Dar Ramani Huria (Swahili for “Dar Open Map”) is a community-based mapping project in Dar Es Salaam, Tanzania. This project is training teams of local university students and community members from throughout Dar Es Salaam to use OpenStreetMap to create sophisticated and highly accurate maps of Dar es Salaam.

Every year during the rainy season, Dar suffers from devastating floods that wipe out roads, take out houses, and result in many deaths and millions of dollars worth of damages. The damage these floods cause could be prevented with adequate planning, but much of the city is made up of unplanned and informal settlements. That’s where the mapping comes in! By helping communities to map residential areas, roads, streams, floodplains, and other relevant features, the project will bring disaster prevention and response to areas that were previously off the map, literally. The project will also bring awareness of the need for flood prevention and risk reduction to the local level while teaching participants valuable computer and mapping skills that they can put to use elsewhere.

When the maps are finished, they will be combined with other data in InaSAFE, a free software that enables users to run realistic natural disaster scenarios for better planning and response. As an added benefit, these maps will be publicly available online, available for download on this website, and also delivered in printed form to the local governing bodies of each ward.
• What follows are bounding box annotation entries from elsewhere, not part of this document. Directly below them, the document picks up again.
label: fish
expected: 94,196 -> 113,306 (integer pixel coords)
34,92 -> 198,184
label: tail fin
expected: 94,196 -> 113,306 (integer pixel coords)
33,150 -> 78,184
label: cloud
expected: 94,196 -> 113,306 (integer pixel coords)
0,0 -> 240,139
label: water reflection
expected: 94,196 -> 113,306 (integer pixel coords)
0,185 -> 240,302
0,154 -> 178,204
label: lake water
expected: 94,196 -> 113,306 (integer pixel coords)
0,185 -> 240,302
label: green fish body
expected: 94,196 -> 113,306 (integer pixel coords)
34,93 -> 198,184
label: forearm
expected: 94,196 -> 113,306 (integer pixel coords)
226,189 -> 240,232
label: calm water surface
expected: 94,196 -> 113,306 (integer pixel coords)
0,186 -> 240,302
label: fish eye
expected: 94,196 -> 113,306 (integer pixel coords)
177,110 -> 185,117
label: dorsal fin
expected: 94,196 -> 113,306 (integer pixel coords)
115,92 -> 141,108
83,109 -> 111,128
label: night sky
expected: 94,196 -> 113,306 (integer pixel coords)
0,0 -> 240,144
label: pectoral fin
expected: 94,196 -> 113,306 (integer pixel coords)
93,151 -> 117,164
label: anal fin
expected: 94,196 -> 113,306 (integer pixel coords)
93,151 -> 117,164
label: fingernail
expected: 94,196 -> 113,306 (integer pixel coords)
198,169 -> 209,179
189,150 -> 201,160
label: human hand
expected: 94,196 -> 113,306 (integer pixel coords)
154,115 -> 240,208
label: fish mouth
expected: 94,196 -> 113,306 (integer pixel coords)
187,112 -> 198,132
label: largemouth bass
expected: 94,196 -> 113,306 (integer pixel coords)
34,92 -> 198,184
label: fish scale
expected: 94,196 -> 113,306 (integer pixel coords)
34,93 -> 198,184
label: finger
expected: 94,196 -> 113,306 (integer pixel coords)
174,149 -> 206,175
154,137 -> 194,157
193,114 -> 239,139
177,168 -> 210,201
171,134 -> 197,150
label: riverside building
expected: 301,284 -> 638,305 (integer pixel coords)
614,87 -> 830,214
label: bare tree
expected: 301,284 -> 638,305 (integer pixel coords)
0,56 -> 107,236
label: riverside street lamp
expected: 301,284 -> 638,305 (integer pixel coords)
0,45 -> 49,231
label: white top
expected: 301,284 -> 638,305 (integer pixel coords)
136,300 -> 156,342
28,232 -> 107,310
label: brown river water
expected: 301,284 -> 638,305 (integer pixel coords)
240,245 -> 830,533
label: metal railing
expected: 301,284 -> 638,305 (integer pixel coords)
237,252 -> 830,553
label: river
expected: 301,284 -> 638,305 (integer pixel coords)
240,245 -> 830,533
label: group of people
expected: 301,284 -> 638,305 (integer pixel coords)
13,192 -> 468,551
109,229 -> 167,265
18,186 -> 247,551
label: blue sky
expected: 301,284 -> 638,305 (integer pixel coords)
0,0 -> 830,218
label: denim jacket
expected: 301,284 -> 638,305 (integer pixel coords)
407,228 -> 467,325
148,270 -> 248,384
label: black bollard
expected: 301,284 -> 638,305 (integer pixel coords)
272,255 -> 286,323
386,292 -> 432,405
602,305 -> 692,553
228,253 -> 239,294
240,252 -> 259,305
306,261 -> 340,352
Dar Ramani Huria activities form part of the Tanzania Urban Resilience Programme, a partnership between the United Kingdom’s Department for International Development (DFID) and the World Bank established to support the GoT in its endeavour to increase resilience to climate and disaster risk.  The project is supported by the World Bank’s Global Facility for Disaster Reduction and Recovery and implementation is guided by the Humanitarian OpenStreetMap Team.